Wir wählen die Tage um den 31. Dezember, um sie Kyriakos zu widmen, denn an diesem Tag sind zwei Monate seit dem Tod unseres Gefährten vergangen. Zwei Monate der Trauer und des Kampfes, der Wut, aber auch der Verbundenheit und Solidarität. Silvester ist ein weltweit bekanntes Datum, an dem jedes Jahr versucht wird, die Isolation und das Elend in den Gefängnissen zu durchbrechen, die an diesem Tag so offensichtlich werden. Vor Knästen auf der ganzen Welt versammeln sich Menschen, um eine Botschaft an die Inhaftierten zu senden. Wir wollen an diesen Tag anknüpfen und uns daran erinnern, dass Kyriakos davon überzeugt war, das Gefängnissystem zu zerstören, und an die fünf Genossen denken, die in dem konstruierten Fall verfolgt werden und jetzt im Korydallos-Gefängnis inhaftiert sind. Auf der Suche nach Möglichkeiten, das Bestehende zum Erschüttern zu bringen und das Gewaltmonopol des Staates anzugreifen, können wir uns auf diesen Tag beziehen. In Berlin ist es seit Jahren Tradition, an diesem Abend das neue Jahr mit neuen Konfrontationen gegen Cops auf der Straße zu beginnen. Der Abend des 31.12. ist einer der wenigen Abende, an denen es schwer für den Staat ist, das (Un-)Gleichgewicht in der Vorbereitung auf Konfrontationen zwischen einer großen Anzahl an Personen und den Autoritäten aufrecht zu erhalten. Und deshalb ist es ein Abend, an dem es oft zu Zusammenstößen zwischen der Arbeiter*innenklasse, Migrant*innen, Anarchist*innen, Marginalisierten und all jenen kommt, die sich entscheiden, den Autoritäten entgegenzutreten.

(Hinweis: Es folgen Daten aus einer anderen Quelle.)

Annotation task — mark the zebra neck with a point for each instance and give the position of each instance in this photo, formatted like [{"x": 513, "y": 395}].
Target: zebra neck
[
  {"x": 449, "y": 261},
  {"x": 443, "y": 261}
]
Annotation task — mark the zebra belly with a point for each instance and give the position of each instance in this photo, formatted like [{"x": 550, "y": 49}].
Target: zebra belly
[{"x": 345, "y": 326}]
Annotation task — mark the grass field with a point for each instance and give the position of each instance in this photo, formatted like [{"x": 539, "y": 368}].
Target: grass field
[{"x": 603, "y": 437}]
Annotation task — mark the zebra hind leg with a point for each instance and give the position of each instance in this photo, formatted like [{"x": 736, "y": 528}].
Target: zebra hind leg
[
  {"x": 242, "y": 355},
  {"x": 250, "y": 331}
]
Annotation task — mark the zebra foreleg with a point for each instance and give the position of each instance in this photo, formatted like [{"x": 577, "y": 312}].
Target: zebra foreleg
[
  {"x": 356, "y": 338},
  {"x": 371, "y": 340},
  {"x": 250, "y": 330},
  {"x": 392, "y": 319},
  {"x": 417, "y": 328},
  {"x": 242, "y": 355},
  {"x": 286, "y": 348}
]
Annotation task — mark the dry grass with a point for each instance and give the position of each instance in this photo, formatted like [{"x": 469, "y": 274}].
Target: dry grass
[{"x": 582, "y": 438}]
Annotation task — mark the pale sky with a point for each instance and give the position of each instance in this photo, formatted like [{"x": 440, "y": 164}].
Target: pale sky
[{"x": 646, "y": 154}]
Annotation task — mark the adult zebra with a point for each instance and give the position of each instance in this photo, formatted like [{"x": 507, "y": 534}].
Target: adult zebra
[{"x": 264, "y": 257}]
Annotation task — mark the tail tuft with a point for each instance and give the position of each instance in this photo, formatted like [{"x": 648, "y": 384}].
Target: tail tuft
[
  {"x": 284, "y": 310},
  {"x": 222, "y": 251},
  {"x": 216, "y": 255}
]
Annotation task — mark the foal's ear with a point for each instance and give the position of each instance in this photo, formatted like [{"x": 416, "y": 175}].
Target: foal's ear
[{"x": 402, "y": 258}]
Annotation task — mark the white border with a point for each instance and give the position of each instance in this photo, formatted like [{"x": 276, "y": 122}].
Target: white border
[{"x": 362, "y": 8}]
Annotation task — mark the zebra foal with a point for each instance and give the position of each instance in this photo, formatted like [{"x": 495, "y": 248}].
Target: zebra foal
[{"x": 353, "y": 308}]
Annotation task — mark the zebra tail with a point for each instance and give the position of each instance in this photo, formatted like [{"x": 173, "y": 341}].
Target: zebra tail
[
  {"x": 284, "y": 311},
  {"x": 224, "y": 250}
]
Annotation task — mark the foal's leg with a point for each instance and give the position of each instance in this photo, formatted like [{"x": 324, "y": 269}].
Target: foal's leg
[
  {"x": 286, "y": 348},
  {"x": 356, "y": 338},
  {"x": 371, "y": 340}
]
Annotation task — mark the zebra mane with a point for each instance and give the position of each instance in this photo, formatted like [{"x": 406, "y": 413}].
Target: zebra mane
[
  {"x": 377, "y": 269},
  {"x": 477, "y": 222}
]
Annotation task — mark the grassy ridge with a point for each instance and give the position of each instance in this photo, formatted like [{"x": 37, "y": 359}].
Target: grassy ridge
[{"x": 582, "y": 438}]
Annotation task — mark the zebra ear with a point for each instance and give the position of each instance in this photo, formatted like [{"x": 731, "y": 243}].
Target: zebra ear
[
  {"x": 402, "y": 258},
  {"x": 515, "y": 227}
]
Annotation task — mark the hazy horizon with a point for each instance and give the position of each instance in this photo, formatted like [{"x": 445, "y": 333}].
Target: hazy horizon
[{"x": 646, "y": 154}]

Wir rufen zwar für den 30.12. bis 01.01. auf, aber beständige Solidarität bedeutet nicht, dass wir unsere Aktionen auf einzelne Tage beschränken. Deshalb möchten wir alle ermutigen, sich diesem Aufruf anzuschließen – sei es in den Tagen um Silvester herum, davor oder danach.
Wir rufen alle dazu auf, in diesen Tagen das Gedenken an den Gefährten Kyriakos zu beleben und Solidarität mit den fünf verfolgten Gefährt*innen zu zeigen. Das bedeutet nicht nur, aktiv zu sein in Bezug auf die Situation, in der sie sich jetzt befinden, sondern auch die Kämpfe fortzusetzen, auf die sie sich beziehen und die Kämpfe, die wir mit ihnen verbinden können. Jede Aktion gegen Unterdrückung und Autorität kann Kyriakos gewidmet werden. Denn das Herz von Kyriakos Xymitiris und aller gefallenen Gefährt*innen schlägt für immer in den Straßen, in den Auseinandersetzungen, in den Momenten der Revolte, im Herzen aller, die gegen Unterdrückung und Ausbeutung kämpfen. Diejenigen, die ihr Leben im Kampf für die Freiheit verloren haben, leben für immer im Herzen der sozialen und klassenkämpferischen Aufstände. Das Feuer wird zurückkehren, um die Herzen derer zu wärmen, die nicht mehr hier sind und die nicht mit uns kämpfen können.
Nutzen wir die Kraft, die Kyriakos uns hinterlassen hat, und die Kraft, die Marianna, Dimitra, Dimitris, Nikos und A.K. uns aus den Zellen der Demokratie senden.